Kejaksaan Agung (Kejagung) merespons pernyataan mantan Mendag, Tom Lembong, yang mengaku dibidik dalam kasus korupsi importasi gula usai bergabung dalam salah satu tim kampanye paslon pada Pilpres 2024.
Kepala Pusat Penerangan Hukum Kejagung, Harli Siregar, menjelaskan apa yang dilakukan pihaknya terhadap Tom murni merupakan upaya penegakan hukum.
"Penegakan hukum yang kami lakukan murni kepentingan hukum bukan kepentingan politik," ujar Harli saat dikonfirmasi, Selasa (1/7).
Adapun pengakuan Tom itu disampaikan saat diperiksa sebagai terdakwa kasus dugaan korupsi importasi gula, di Pengadilan Tipikor Jakarta, Selasa (1/7).
Dalam Pilpres 2024 lalu, Tom merupakan Co-captain Timnas AMIN—tim kampanye Anies Baswedan-Muhaimin Iskandar.
Setelah resmi bergabung mendukung Anies-Muhaimin, Tom mengaku diberi tahu bahwa Kejagung membidiknya dalam kasus dugaan korupsi importasi gula Kementerian Perdagangan (Kemendag).
"Setelah saya resmi bergabung sebagai salah satu tim kampanye nasional sebuah pasangan Capres-Cawapres yang berseberangan dengan penguasa, bahwa Kejaksaan sedang membidik sebuah kasus terhadap saya terkait importasi gula," ujar Tom Lembong dalam persidangan, Selasa (1/7).
"Dan saya diberi tahu bahwa Sprindik [surat perintah penyidikan] sudah terbit, dan bahwa kasus tersebut sudah dalam tahap penyidikan," jelas dia.
Tak hanya itu, selama masa kampanye Pilpres 2024 hingga setelahnya, Tom juga mengaku mendapat kabar bahwa Kejagung terus menargetnya untuk dijerat tersangka.
"Dan baik selama masa kampanye Pilpres 2024, maupun setelahnya, saya mendapat kabar secara berkala bahwa Kejaksaan terus membidik kasus terhadap saya terkait importasi gula," paparnya.

Kasus Importasi Gula
Dalam perkara ini, Tom Lembong telah didakwa melakukan korupsi importasi gula.

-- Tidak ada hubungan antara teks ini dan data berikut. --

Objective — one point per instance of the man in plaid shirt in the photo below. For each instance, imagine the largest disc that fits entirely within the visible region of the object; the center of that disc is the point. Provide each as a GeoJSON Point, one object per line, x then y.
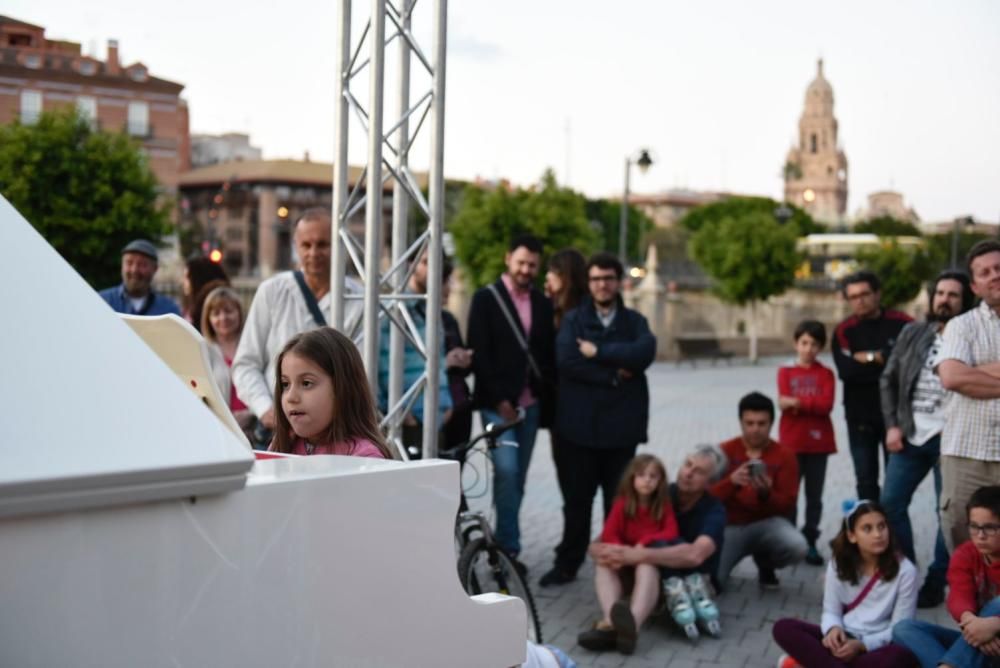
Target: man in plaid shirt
{"type": "Point", "coordinates": [969, 366]}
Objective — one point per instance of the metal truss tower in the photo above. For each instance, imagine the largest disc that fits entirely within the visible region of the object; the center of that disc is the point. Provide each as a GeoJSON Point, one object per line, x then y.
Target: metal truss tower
{"type": "Point", "coordinates": [384, 293]}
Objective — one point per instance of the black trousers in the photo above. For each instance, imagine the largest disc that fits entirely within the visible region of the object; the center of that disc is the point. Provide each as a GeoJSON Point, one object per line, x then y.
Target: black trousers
{"type": "Point", "coordinates": [812, 468]}
{"type": "Point", "coordinates": [584, 471]}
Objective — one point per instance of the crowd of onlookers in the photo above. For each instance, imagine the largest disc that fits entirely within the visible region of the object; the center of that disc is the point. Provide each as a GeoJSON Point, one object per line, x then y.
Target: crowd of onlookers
{"type": "Point", "coordinates": [572, 359]}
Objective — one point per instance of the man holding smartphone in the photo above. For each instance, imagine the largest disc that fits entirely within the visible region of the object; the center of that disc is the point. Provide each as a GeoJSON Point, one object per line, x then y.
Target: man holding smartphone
{"type": "Point", "coordinates": [759, 491]}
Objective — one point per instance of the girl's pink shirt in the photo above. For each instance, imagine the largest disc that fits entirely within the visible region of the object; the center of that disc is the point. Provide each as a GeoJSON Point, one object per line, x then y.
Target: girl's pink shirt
{"type": "Point", "coordinates": [361, 447]}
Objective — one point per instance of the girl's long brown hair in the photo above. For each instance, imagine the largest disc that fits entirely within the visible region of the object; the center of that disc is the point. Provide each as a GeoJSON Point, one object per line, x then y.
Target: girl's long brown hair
{"type": "Point", "coordinates": [626, 488]}
{"type": "Point", "coordinates": [847, 556]}
{"type": "Point", "coordinates": [354, 415]}
{"type": "Point", "coordinates": [571, 267]}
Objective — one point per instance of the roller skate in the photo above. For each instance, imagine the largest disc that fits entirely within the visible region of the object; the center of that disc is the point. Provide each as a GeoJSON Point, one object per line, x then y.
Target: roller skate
{"type": "Point", "coordinates": [705, 608]}
{"type": "Point", "coordinates": [680, 607]}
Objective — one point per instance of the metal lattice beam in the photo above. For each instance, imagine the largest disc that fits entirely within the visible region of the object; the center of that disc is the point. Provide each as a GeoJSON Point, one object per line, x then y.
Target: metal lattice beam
{"type": "Point", "coordinates": [388, 153]}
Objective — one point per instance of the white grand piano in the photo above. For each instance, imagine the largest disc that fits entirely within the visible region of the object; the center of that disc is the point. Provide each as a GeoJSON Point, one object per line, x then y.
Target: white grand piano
{"type": "Point", "coordinates": [136, 529]}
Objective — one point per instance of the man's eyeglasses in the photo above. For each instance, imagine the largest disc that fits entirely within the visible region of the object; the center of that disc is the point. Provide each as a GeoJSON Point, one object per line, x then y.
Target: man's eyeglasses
{"type": "Point", "coordinates": [603, 278]}
{"type": "Point", "coordinates": [988, 530]}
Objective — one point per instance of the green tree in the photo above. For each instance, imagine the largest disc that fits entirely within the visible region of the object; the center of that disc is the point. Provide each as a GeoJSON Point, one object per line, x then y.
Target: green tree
{"type": "Point", "coordinates": [903, 270]}
{"type": "Point", "coordinates": [740, 207]}
{"type": "Point", "coordinates": [750, 258]}
{"type": "Point", "coordinates": [939, 247]}
{"type": "Point", "coordinates": [607, 215]}
{"type": "Point", "coordinates": [87, 192]}
{"type": "Point", "coordinates": [887, 226]}
{"type": "Point", "coordinates": [488, 219]}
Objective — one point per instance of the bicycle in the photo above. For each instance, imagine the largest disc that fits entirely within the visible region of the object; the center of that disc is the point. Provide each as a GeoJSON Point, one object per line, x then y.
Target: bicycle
{"type": "Point", "coordinates": [483, 566]}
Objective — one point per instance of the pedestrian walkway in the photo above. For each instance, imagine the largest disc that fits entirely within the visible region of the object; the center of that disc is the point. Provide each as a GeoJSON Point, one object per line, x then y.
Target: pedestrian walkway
{"type": "Point", "coordinates": [691, 406]}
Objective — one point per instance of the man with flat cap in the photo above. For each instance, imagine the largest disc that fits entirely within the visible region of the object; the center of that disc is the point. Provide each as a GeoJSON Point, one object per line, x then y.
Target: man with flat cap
{"type": "Point", "coordinates": [135, 295]}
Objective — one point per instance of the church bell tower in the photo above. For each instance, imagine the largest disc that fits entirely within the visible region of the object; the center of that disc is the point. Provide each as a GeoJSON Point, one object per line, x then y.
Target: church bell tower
{"type": "Point", "coordinates": [816, 170]}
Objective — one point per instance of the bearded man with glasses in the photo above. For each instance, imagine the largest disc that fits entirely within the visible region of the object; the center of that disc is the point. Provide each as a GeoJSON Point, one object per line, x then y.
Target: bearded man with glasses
{"type": "Point", "coordinates": [602, 352]}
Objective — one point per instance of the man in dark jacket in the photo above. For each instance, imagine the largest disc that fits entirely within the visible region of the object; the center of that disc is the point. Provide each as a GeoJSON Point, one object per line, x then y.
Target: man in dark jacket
{"type": "Point", "coordinates": [602, 351]}
{"type": "Point", "coordinates": [913, 409]}
{"type": "Point", "coordinates": [511, 334]}
{"type": "Point", "coordinates": [861, 347]}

Perbuatan itu disebut turut merugikan keuangan negara hingga Rp 578,1 miliar.
Menurut jaksa, Tom Lembong menerbitkan persetujuan impor gula kristal mentah (GKM) tanpa didasarkan rapat koordinasi dan rekomendasi dari Kementerian Perindustrian.
Persetujuan impor itu diberikan kepada sepuluh perusahaan gula swasta, yakni PT Angels Products, PT Makassar Tene, PT Sentra Usahatama Jaya, PT Medan Sugar Industry, PT Permata Dunia Sukses Utama, PT Andalan Furnindo, PT Duta Sugar International, PT Berkah Manis Makmur, PT Kebun Tebu Mas, dan PT Dharmapala Usaha Sukses.
Jaksa menyebut total ada 21 surat persetujuan impor GKM yang dikeluarkan oleh Tom Lembong kepada perusahaan-perusahaan tersebut.
Izin itu disebut menyebabkan kemahalan harga yang dibayarkan PT PPI dalam pengadaan Gula Kristal Putih (GKP) untuk penugasan stabilisasi harga/operasi pasar. Selain itu, menyebabkan kekurangan pembayaran bea masuk dan pajak dalam rangka impor.
Kedua hal tersebut telah merugikan negara senilai Rp 515 miliar. Angka ini menjadi bagian kerugian negara yang berdasarkan audit nilainya mencapai Rp 578,1 miliar.
Selain itu, Tom juga disebut memberikan izin kepada PT Angels Products untuk mengimpor GKM dan mengolahnya menjadi GKP. Padahal, saat itu stok GKP dalam negeri mencukupi.
Kemudian, Tom Lembong juga disebut tidak mengendalikan distribusi gula tersebut. Di mana, distribusi gula itu seharusnya dilakukan melalui operasi pasar.
Jaksa menyebut kerugian negara dalam kasus ini adalah sebesar Rp 578.105.411.622,47 atau Rp 578,1 miliar. Merujuk pada perhitungan dari BPKP.
Pihak Tom Lembong membantah dakwaan korupsi yang disusun jaksa. Kuasa Hukum Tom Lembong, Ari Yusuf, menilai kliennya dipaksa bertanggung jawab oleh jaksa.